Nedir bu kadar büyütülecek şey? Daha önce de binlerce asker Güneydoğu'da hayatını kaybetti. Hayatını kaybeden asker sayısı biraz yükselince hemen medya pompalaması devreye giriyor, halk içindeki 'milli' duyguları dürtecek görevlerini yerine getiriyor. Hani daha çok 'millileşeceğiz' ya! Sağcı politikanın yıllarca, eline geçtiği her fırsatta yaptığı şey bu. Daha çok millileşmek...

'Millileşmek' ne ola ki? Eğer basit ve ucuz bir medya pompalamasıyla yaratılabilecek bir şeyse bu 'millileşmenin' ya da 'milliyetçileşmenin' pek de bir anlam ve değeri yok. Büyük puntolarla yazılmış bir gazete manşetiyle, sabahlı akşamlı yayınlanan tartışma-haber programlarıyla 'milliyetçi' duyguları kabarıyorsa bir toplumun ortada apaçık bir sorun var.

Ya medya işini iyi yapıyor, ya da 'milliyetçilik' o kadar ucuz bir kavram ki bir gazete manşetiyle satılabiliyor. Bir buçuk liralık bir değeri var o zaman! Bir tartışma programına çıkan 'milliyetçi' görüşe sahip birkaç gazeteci-yazarın sözüyle 'milliyetçilik' oluyorsa helal olsun bu medyaya.

Tarih boyunca önemli bir siyasi ideoloji olan 'milliyetçiliği' bir gazete fiyatıyla satılıyorsa bu ideoloji bitmiştir arkadaş! Bir bakın milliyetçilik kavramının son zamanlarda yükseldiği ülkelere. Ne kazanmışlar ne kaybetmişler... Birinci Dünya Savaşı'ndan sonra 'milliyetçilik' dünya üzerinde popülerliğini kaybetmeye başladı. Birleşemez denilen büyük Avrupa birleşti ve büyük bir birlik oldu. Milliyetçilik gibi geri kalmış bir kavramı bir kenara atıp birleşen Avrupa ülkeleri daha da güçlendiler. Bugün herşey Avrupa Birliği standartları ile alınıp satılıyor. Avrupa Birliği ile yatıp, Avrupa Birliği ile kalkıyoruz.

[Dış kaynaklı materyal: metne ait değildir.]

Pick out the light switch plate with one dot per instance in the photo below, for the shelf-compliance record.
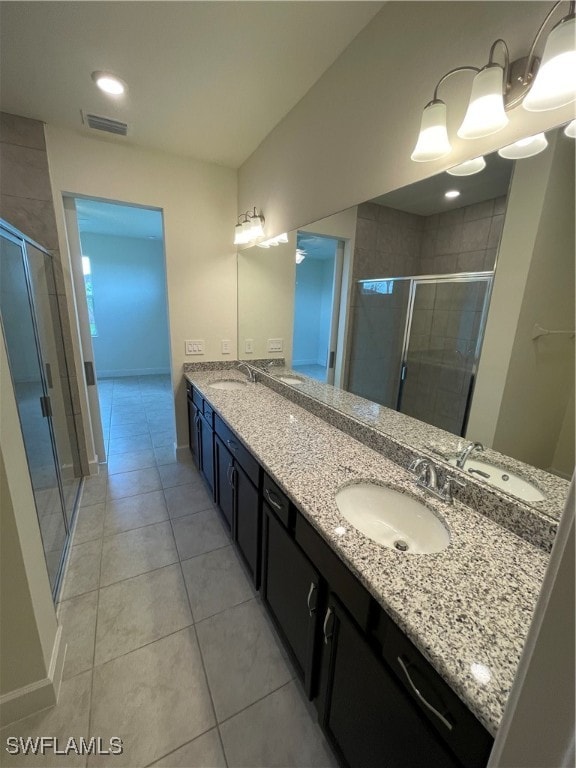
(275, 345)
(194, 346)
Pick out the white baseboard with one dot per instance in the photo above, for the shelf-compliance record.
(39, 695)
(114, 373)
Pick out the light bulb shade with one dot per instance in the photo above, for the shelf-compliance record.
(468, 168)
(555, 82)
(570, 130)
(528, 147)
(256, 228)
(485, 114)
(433, 138)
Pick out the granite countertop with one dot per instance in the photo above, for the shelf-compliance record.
(467, 608)
(431, 440)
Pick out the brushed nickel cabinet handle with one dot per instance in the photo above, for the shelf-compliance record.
(427, 704)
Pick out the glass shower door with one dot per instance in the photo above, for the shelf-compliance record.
(378, 326)
(30, 324)
(56, 374)
(442, 350)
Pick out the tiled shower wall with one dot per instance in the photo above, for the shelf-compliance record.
(26, 203)
(391, 243)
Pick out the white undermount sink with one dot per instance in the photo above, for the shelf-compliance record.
(502, 479)
(392, 518)
(228, 384)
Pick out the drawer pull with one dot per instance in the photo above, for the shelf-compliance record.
(311, 610)
(273, 499)
(325, 626)
(422, 699)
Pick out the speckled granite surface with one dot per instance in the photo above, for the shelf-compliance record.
(467, 608)
(402, 437)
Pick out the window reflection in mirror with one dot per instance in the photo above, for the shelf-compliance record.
(439, 300)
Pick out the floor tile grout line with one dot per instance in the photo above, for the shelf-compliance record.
(203, 663)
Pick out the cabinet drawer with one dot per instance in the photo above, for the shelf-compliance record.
(463, 733)
(278, 502)
(237, 449)
(208, 414)
(351, 593)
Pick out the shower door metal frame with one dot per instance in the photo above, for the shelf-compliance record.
(20, 239)
(453, 277)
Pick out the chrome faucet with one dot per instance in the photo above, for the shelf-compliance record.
(465, 453)
(427, 478)
(249, 372)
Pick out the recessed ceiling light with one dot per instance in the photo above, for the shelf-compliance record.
(109, 83)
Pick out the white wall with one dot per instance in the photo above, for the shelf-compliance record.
(266, 280)
(350, 138)
(534, 284)
(129, 285)
(199, 204)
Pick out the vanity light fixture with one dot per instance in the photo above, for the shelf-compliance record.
(497, 88)
(468, 168)
(109, 83)
(528, 147)
(250, 227)
(274, 241)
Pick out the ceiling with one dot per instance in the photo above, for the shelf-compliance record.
(426, 197)
(96, 217)
(205, 79)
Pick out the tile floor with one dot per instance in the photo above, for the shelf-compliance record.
(169, 647)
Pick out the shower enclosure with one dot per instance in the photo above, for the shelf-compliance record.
(415, 344)
(32, 332)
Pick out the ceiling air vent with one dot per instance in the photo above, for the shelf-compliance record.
(100, 123)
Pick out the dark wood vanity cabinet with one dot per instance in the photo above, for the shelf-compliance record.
(291, 589)
(201, 434)
(368, 717)
(379, 701)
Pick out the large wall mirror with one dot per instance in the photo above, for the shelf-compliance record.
(457, 310)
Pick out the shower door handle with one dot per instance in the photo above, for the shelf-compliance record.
(89, 372)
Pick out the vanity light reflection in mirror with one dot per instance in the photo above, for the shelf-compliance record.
(439, 302)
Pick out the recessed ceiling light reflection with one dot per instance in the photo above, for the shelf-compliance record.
(528, 147)
(468, 168)
(108, 83)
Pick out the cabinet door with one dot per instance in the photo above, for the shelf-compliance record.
(223, 480)
(290, 587)
(367, 716)
(247, 528)
(194, 431)
(207, 452)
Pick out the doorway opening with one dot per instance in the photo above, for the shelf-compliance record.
(126, 324)
(319, 262)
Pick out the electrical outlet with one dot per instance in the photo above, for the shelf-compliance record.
(194, 346)
(275, 345)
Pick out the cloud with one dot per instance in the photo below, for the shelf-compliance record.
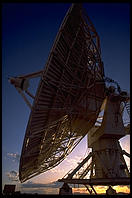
(14, 156)
(31, 184)
(13, 175)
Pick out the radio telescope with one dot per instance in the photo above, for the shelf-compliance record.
(71, 94)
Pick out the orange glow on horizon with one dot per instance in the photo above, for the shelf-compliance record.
(101, 189)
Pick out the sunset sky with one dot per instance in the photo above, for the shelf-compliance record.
(28, 32)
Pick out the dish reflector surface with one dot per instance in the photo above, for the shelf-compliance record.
(68, 97)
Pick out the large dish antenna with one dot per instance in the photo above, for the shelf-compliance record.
(68, 97)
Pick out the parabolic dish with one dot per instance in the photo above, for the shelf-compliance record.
(68, 97)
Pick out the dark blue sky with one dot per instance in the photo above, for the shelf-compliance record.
(28, 32)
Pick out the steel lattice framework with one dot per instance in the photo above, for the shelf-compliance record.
(68, 97)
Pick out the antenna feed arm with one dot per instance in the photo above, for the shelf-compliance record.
(20, 83)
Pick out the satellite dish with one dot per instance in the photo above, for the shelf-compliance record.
(69, 96)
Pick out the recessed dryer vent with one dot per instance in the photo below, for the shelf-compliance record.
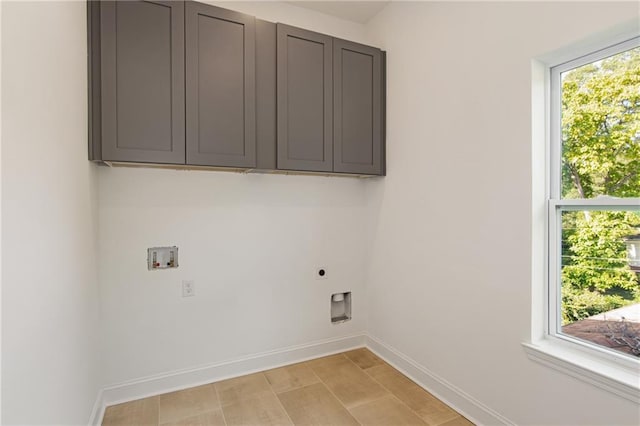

Millliyetçiliği bir kenara bırakıp birleşen ve güçlenen bir Avrupa örneği var önümüzde. T.C. hala milliyetçilik üzerine siyaset yürütmeye devam ediyor. Bu yolla ancak kendi içine kapanık bir Türkiye hayali gerçekleşir. O zaman bol bol millileşir Türkiyeliler... 'Ya sev, ya terket', 'ne mutlu Türk'üm diyene' gibi söylemlerin hala ideolojik olarak dile getirildiği bir ülkede büyüklükten, gelişmeden, ilerlemeden ve demokrasiden bahsedilemez.

T.C.'nin ve Türkiyelilerin yıllardır küçümsediği Kuzey Kıbrıs, kendilerinden fazlasıyla özgürlükçü ve demokratik. Demokrasinin geliştiği bir ülke olduğunu 2012'de Rumlarla birleşerek Birleşik Kıbrıs hayalinin gerçekleşmesi ile tüm dünyaya gösterecek!